Tuesday, 30 March 2010

Books I read in March

Ann Granger Shades of Murder
Another decently crafted village whodunnit. I could read the series.

Penelope Fitzgerald Offshore
Wonderfully economical and evocative, more a poem than a story.

Sarah Waters The Little Stranger
A wonderful treat which I've been saving since the paperback came out to immerse myself in it. I managed to resolve it in my own mind without recourse to belief in the supernatural, but there's no glib tidy explanation at the end - you have to decide for yourself.

Alastair Campbell All in the Mind
Disappointing, rather pedestrian and heavy handed; too many characters, none of them really fully formed.
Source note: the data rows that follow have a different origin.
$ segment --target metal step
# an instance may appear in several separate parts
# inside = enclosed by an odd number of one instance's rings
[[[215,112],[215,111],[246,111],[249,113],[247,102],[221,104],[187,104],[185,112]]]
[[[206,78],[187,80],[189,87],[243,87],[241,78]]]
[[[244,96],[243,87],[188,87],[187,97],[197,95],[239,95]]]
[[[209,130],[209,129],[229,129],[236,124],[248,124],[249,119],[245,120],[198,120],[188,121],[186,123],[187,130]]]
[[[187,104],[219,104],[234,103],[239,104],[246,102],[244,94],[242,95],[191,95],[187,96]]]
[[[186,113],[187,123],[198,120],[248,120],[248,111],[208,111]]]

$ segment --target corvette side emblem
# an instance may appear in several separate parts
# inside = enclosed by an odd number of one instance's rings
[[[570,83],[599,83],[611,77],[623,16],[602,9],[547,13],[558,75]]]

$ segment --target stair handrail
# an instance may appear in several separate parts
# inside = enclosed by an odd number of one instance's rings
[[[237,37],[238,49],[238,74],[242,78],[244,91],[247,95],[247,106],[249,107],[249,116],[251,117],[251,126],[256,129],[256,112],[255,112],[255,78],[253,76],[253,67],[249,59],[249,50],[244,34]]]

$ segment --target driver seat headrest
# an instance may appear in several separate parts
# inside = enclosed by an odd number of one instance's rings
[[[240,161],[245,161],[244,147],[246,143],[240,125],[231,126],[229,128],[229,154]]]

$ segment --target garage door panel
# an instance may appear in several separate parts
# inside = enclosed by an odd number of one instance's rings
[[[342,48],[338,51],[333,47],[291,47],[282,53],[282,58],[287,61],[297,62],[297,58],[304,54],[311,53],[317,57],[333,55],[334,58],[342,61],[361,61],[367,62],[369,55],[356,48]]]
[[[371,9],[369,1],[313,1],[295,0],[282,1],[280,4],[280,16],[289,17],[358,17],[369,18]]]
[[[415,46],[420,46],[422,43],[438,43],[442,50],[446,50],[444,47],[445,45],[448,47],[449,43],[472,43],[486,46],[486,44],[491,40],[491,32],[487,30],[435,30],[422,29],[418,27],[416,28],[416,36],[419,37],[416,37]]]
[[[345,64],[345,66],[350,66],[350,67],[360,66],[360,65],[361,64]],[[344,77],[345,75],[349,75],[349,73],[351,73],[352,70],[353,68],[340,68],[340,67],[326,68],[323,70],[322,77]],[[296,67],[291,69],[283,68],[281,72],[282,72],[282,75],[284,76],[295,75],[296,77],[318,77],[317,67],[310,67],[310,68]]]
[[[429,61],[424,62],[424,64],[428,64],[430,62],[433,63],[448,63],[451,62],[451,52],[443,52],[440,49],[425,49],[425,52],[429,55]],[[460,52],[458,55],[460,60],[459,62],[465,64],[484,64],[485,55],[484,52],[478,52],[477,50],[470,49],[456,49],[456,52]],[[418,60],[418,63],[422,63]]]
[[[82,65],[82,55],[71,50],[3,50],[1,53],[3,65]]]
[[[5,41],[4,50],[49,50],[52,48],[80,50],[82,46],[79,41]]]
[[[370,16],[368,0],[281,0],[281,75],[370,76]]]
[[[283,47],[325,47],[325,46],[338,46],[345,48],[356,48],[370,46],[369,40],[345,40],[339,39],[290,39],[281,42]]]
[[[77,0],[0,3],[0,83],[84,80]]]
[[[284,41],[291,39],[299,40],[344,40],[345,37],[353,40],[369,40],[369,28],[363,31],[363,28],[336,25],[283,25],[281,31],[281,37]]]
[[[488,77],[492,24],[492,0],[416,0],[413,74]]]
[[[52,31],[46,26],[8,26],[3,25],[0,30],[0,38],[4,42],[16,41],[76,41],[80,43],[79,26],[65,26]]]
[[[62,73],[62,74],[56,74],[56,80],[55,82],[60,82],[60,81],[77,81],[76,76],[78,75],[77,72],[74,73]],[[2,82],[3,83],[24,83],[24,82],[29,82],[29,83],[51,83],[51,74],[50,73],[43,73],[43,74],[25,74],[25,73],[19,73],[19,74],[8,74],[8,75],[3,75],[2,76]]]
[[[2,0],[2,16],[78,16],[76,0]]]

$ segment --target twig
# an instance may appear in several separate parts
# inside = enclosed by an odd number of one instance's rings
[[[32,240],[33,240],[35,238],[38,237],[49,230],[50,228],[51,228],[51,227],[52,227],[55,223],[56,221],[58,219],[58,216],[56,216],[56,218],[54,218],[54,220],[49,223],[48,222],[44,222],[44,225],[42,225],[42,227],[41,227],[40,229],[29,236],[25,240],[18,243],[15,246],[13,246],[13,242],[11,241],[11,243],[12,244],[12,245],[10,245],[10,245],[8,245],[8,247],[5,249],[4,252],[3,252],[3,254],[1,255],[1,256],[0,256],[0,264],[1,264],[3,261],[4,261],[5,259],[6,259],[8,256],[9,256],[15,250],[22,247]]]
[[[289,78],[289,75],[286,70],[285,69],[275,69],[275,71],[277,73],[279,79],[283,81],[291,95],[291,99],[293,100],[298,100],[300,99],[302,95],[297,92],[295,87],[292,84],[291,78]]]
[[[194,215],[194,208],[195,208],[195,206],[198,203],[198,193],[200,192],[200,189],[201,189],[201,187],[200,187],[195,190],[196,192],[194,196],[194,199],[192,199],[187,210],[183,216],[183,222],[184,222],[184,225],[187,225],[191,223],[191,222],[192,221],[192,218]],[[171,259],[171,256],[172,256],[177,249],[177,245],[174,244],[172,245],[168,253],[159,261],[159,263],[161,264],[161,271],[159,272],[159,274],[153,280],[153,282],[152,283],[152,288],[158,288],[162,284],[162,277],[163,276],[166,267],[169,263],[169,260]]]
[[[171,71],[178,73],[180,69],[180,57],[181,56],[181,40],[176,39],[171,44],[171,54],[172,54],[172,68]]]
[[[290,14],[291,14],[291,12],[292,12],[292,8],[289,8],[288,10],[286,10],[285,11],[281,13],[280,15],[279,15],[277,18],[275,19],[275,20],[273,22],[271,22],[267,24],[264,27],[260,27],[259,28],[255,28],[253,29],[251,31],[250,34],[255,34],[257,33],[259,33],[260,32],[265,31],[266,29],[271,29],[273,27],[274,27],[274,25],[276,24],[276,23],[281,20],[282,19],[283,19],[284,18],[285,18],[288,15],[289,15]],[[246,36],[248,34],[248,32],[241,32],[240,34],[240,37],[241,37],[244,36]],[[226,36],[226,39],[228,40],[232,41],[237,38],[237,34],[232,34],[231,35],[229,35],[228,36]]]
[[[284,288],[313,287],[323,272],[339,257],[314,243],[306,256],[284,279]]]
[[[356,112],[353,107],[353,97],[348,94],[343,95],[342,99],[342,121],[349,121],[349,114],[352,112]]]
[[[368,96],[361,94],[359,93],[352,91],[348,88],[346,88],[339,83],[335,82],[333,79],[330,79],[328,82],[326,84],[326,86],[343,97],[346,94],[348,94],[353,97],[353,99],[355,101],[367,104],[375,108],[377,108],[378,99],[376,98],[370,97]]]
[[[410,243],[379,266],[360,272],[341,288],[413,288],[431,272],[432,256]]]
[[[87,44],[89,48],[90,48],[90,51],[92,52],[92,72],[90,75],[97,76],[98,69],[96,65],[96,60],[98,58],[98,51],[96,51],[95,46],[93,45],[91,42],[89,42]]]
I'd like to see him try a political thriller though.

Reginald Hill Midnight Fugue
A bit far fetched, as I've come to expect, but pretty gripping and unexpectedly moving.

Stephen Booth Blood on the Tongue
Lots of Peak District atmosphere and a police team you could get to know and like. And a good strong plot. I'd read more of these.

Simon Kernick A Good Day to Die
A rather old fashioned sort of thriller (and none the worse for that) that started well, but became rather far fetched towards the denouement.

P.D. James The Private Patient
Cardboard cut-out characters, wooden dialogue, preposterous plot, with moralising and political polemicising thrown in randomly, and old fashioned in all the wrong ways - just why is P.D. James so highly rated?

John Harvey Lonely Hearts
And the first shall be last... Now this is more like it - instantly engaging, really human, characters; credible plot and an outcome you can care about. Wish there were more where this came from (there are ten, and now I've read them all). And at last I know where the bloodstain came from.